Yes, Centrelink can access your bank account, but only if you give them a reason to. Centrelink uses data-matching software with other federal government agencies to help it crack down on welfare cheats.
This is why it’s important to give true and matching information to all government agencies.
For example, if you report to Centrelink your annual income is $25,000, but at tax time you report your income as $50,000 with the ATO, it’s likely you’ll be ‘red flagged’.
At this point, Centrelink can legally request that your bank hand over your personal bank account details, to review your finances.
In most cases, Centrelink does not have the authority to take money out of your account. You will usually be given written notice to repay the debt.
However, Centrelink can also reduce your benefits until you’ve paid back what you owe.

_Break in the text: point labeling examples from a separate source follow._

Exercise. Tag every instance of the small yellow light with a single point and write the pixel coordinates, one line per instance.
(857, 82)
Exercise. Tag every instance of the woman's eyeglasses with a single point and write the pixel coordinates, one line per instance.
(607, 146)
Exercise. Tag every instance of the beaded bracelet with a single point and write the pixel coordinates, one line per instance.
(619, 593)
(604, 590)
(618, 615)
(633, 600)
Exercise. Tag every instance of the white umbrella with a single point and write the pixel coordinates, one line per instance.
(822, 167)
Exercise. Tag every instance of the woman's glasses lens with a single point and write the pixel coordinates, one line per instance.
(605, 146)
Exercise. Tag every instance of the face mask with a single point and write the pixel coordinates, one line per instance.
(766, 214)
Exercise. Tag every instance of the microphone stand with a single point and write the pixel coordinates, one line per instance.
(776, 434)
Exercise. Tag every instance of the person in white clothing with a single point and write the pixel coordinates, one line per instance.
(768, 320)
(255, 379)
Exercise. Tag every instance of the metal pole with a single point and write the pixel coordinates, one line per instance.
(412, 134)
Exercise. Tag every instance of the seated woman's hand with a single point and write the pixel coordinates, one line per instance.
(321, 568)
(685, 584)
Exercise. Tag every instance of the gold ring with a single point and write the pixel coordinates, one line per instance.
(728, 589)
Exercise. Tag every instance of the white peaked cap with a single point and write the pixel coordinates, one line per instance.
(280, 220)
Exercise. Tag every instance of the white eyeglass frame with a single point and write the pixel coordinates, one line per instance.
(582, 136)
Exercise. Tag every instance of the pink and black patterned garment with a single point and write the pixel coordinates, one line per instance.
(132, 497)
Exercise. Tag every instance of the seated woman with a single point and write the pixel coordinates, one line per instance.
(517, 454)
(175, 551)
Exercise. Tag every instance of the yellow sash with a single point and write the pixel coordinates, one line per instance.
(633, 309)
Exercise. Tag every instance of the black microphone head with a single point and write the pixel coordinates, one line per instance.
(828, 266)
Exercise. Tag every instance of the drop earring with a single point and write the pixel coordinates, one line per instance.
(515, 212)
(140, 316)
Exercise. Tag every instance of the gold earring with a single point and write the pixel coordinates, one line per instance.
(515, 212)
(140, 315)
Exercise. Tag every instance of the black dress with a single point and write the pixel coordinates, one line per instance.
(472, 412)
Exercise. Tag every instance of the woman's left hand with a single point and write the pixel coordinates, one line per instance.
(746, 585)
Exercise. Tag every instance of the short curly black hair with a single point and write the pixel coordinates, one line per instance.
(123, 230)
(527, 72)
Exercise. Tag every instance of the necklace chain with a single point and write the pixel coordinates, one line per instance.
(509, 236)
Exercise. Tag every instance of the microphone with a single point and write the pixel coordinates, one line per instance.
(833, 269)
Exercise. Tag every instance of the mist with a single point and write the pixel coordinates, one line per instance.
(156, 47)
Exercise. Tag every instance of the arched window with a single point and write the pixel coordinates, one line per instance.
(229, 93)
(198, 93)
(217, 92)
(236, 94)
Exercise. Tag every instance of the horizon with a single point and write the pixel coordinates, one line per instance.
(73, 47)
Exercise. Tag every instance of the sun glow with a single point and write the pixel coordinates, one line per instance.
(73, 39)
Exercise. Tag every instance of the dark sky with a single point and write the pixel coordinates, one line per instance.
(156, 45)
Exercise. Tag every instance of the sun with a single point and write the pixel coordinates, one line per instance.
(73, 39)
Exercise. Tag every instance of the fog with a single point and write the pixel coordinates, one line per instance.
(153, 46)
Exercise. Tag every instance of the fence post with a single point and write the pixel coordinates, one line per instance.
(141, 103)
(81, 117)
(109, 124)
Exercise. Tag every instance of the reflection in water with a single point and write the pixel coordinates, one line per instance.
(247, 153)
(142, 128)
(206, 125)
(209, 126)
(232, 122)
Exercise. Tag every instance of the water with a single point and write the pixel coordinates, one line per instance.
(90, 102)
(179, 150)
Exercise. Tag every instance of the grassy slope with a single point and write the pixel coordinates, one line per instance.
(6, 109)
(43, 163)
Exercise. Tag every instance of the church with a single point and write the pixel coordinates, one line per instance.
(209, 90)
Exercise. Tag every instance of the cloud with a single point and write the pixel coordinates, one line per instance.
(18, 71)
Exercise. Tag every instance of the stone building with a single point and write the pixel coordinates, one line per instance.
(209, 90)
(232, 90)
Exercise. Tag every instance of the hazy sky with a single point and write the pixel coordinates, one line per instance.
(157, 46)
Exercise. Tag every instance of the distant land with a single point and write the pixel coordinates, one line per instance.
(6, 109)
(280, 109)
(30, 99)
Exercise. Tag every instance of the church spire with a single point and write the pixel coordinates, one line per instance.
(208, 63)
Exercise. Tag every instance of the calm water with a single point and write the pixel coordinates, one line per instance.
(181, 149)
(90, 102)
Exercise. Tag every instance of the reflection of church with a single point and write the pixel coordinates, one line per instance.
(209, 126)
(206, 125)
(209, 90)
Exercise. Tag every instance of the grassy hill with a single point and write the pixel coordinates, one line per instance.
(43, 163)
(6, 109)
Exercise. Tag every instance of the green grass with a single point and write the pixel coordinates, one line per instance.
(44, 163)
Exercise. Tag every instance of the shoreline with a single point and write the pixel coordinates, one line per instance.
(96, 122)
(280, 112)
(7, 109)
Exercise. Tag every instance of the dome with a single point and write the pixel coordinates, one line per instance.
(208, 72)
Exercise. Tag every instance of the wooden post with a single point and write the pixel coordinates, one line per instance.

In extreme cases, Centrelink can garnish your wages and assets (including money in your bank account) until your debt is repaid.
How do I open a bank account for a baby?
If you’ve just welcome a new baby into the world, congratulations. Opening a bank account for your child can be a wonderful first gift.
Before you can open your child an account, you’ll need to have a birth certificate or passport for your baby.
As the parent or guardian, you’ll also be listed as a joint holder on the account. This means you’ll need to have proof of your identification and address (a driver’s licence, passport, birth certificate or Medicare Card).
Many banks and credit unions offer baby banks accounts. Usually, you can apply online; otherwise you can head into a local branch or office with your documents.
How do I open a bank account if I'm under 18?
The good news for savvy young folks like you wanting to take charge of your finances is that there are many bank accounts available for under-18s.
For bank accounts that require you to be 18 or older, you’ll have to rope in a parent or guardian to open the account for you.
Otherwise, you can apply by yourself online or at the branch of the bank, credit union or building society that has the account you would like to open.
If applying online, you might be asked for a form of identification. For under-18s, this could be a Medicare card you’re listed on, your birth certificate and/or your current home address.
In most cases, you can verify your identity online (at the time of applying) or at the branch afterwards.